Holding Company
Holding or Mother Company is a company incorporated in Cyprus and which is the main shareholder of other incorporations. Parent company’s main objective is to hold shares of subsidiaries in Cyprus or international companies. Beyond this objective a Holding company can perform activities in other sectors such as commercial, financial, manufacturing, construction, engineering or others without any limitations.
Cyprus Holding companies can ensure the of the risk reduction for owners and provide simultaneously the possibility of ownership and control of other companies.
Cyprus is one of the most attractive destinations for the formation of Holding companies.
The use of a holding company provides serious financial advantages to the shareholders or business people operating from all around the world.
A rich network of double tax treaties with third countries enables a Cyprus Holding Company to receive dividends from other legal entities local or foreign without having to pay tax on those dividends in respect of the same company or even physical person.
The parent-subsidiary directive of the European Union exempts the withholding tax deduction on the dividends and other revenues distributed in the EU by a subsidiary company to the holding company and so it eliminates the double taxation of dividends of the parent companies.
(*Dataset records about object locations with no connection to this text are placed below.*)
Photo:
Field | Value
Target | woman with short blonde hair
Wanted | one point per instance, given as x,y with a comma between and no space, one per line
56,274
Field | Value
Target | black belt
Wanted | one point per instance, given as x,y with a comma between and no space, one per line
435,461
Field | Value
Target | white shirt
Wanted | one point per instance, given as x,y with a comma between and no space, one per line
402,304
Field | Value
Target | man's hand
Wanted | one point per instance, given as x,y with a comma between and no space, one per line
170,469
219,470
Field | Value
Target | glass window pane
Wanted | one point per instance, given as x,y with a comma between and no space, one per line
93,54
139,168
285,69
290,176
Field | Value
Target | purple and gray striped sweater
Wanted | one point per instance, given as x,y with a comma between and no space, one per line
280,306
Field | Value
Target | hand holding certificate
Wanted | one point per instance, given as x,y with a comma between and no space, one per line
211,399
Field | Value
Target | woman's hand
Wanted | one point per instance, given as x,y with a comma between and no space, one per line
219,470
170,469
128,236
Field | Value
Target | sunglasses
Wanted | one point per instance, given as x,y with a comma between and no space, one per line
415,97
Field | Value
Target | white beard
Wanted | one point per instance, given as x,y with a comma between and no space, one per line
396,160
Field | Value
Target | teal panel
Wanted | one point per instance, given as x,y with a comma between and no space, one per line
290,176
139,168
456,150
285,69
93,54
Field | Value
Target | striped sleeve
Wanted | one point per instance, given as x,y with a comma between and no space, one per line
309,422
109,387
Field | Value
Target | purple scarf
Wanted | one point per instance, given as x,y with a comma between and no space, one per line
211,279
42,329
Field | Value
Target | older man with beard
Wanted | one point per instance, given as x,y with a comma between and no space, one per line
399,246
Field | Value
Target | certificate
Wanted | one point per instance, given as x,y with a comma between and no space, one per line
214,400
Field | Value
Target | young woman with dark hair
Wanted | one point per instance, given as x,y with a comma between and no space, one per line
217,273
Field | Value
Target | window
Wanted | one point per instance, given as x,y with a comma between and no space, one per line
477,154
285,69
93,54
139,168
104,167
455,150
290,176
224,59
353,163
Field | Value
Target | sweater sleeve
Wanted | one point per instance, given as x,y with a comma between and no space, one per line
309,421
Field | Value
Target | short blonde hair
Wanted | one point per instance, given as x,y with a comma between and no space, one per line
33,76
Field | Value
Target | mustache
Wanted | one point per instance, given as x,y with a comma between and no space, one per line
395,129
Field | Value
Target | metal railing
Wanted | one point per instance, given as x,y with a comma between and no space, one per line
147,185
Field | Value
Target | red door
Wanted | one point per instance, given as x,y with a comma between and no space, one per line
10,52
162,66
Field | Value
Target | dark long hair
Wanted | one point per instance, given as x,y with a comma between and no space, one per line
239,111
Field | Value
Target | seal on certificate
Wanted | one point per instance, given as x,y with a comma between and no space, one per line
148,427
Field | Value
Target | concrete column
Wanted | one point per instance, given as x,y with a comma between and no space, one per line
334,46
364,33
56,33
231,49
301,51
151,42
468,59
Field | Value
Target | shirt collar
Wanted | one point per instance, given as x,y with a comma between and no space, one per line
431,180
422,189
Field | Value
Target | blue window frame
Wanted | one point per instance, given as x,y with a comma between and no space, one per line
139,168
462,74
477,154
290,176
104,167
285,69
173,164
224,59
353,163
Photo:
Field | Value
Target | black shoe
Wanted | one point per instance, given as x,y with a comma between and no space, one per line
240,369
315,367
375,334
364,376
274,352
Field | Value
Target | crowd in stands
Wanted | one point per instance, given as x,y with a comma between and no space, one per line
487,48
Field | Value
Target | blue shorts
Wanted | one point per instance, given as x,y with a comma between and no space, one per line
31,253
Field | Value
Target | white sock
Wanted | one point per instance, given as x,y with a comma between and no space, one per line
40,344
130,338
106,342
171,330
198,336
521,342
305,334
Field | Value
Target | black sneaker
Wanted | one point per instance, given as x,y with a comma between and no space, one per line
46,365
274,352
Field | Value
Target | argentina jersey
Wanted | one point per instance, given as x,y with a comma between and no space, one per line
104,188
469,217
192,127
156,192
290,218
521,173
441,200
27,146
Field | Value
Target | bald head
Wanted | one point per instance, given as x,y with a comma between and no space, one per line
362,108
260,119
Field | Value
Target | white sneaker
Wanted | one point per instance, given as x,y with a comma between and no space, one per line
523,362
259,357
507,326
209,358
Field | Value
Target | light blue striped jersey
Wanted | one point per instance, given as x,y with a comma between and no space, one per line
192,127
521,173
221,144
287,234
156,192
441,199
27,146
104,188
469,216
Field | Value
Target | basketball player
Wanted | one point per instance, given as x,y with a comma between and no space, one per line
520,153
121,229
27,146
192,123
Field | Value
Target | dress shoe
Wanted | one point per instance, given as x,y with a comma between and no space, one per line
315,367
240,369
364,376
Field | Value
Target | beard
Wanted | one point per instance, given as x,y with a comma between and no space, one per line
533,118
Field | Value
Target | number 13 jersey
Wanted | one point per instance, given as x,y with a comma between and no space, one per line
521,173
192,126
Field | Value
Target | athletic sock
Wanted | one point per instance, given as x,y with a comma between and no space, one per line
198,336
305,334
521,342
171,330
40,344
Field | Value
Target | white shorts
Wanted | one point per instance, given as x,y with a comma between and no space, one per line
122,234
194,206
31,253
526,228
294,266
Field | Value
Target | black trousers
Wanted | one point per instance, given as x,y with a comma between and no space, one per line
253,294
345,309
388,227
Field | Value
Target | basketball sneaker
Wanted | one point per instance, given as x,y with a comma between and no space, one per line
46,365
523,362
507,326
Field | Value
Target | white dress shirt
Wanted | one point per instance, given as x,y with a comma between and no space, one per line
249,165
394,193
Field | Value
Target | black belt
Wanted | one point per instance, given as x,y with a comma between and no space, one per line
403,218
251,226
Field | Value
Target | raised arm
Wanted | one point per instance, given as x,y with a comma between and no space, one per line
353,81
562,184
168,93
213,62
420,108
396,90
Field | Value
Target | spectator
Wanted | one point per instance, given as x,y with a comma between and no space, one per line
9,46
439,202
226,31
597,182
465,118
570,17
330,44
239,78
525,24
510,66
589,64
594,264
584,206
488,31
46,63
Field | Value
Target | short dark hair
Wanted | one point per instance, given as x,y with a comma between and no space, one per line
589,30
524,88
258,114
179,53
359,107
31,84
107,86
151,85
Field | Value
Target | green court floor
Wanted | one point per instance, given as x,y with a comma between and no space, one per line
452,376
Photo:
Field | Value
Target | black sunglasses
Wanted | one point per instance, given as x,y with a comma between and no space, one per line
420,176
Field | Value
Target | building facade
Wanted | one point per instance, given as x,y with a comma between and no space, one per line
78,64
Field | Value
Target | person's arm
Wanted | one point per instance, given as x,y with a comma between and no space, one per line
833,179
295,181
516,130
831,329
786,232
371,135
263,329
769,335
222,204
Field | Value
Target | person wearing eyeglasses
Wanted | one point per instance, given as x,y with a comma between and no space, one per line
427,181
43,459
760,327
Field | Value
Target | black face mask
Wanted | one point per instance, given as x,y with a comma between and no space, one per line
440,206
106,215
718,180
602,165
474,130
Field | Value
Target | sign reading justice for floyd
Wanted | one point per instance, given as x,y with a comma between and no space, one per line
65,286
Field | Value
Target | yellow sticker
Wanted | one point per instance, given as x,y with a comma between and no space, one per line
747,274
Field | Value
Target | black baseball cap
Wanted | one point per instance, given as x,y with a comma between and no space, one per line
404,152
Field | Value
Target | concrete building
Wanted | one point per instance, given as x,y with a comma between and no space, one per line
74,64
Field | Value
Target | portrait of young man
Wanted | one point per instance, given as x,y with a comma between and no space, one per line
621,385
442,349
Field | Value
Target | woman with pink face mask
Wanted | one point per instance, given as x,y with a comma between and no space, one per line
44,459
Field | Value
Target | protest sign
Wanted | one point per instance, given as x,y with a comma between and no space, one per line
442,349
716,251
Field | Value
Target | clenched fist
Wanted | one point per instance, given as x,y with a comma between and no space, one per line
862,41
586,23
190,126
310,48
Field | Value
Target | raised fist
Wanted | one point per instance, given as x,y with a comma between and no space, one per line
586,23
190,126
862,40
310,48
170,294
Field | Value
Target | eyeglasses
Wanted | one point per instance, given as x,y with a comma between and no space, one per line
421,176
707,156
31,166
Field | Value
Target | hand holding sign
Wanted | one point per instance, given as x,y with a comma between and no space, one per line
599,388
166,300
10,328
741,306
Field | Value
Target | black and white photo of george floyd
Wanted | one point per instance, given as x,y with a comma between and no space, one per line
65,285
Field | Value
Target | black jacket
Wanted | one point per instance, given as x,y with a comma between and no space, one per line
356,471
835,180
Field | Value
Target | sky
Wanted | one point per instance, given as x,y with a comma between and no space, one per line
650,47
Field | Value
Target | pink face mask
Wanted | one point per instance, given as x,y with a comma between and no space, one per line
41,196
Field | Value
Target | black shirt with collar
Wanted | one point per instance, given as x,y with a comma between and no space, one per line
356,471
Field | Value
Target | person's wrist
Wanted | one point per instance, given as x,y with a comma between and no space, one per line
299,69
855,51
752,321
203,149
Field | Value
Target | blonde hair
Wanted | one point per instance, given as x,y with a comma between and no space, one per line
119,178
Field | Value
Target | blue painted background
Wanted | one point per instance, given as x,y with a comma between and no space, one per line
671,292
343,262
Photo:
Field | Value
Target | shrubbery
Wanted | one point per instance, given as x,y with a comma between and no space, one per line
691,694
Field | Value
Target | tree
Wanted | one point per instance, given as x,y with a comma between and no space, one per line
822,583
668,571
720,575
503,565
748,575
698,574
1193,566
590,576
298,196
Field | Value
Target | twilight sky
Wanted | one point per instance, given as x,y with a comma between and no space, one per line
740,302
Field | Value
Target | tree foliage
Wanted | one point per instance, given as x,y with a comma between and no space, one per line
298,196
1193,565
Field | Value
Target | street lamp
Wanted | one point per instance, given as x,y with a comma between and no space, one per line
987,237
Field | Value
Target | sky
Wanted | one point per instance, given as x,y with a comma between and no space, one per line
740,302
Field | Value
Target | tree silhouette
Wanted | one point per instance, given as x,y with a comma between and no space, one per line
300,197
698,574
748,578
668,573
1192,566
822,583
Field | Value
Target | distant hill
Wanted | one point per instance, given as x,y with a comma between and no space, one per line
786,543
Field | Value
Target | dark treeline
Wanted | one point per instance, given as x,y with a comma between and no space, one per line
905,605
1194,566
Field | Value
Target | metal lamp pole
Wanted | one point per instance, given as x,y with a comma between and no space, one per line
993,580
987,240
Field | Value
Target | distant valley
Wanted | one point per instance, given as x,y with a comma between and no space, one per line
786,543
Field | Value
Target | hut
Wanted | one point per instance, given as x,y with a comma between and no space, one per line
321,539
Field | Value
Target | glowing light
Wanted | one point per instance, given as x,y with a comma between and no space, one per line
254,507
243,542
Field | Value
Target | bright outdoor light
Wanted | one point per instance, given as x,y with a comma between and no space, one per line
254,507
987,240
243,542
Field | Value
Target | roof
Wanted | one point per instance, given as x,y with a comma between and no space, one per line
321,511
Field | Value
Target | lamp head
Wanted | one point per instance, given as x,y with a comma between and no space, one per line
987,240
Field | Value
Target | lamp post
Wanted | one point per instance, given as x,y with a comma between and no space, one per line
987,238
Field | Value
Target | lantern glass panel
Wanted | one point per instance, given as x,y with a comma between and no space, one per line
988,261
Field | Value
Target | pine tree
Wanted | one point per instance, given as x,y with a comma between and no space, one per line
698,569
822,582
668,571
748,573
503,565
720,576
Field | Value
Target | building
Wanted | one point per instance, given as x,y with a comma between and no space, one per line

Cyprus Holding Companies became essential in the international business circles because of the advantages offered:
- Profits of a Cyprus Company are only taxed at a standard corporate rate of 12,5%
- No withholding tax on interest paid to non-tax resident shareholders
- No withholding tax on dividends paid to non-tax resident shareholders
- Cyprus maintains an extensive network of advantageous double tax treaties with over 50 countries that allows a Cyprus Holding Company on payments of dividends, interests and royalties to suffer a tax burden at destination jurisdiction from 0% a maximum of 15%.
- According to the provisions of the community directive 90/435/EEC for Holding Companies (EU Parent Subsidiary Directive) the outgoing dividends towards a Holding Company of another state member are not subject to withholding tax from a state member that dividend comes from, as a result no taxation is applied.
- No capital gains tax is applied on profits arising from the sale of securities
- No capital gains (goodwill) or income tax is applied after the liquidation of the company
- No withholding tax is applied on the distribution of profit, except those arising from the disposal of property in Cyprus or profits arising from the disposal of the shares of a company that owns real estate in Cyprus
The Parent (Holding) company is considered a tax resident and enjoys the attractive tax regime as long as the control and management of the company are operated in Cyprus. Thus meaning some criteria should be met to prove that the company operates and uses Cyprus as its base.
When a company is considered Cyprus Tax resident, is then taxed based on the tax rates for income arising from any world-wide source.
Cyprus uses the Anglo-Saxon legal system, support the corporate formation providing anonymity of the shareholders through Trust formation.
The Trust is founded from the Trustee, the owner and holder of the property.
With the Trust, the property owned is hold by one or more people, the “Trustees” at the name and account of the beneficiaries, those who benefit out of the Trust. The Trustees are the registered owners of the Trust, and handle the property of the Trust according to the agreement (Trust deed) signed between the involved parties.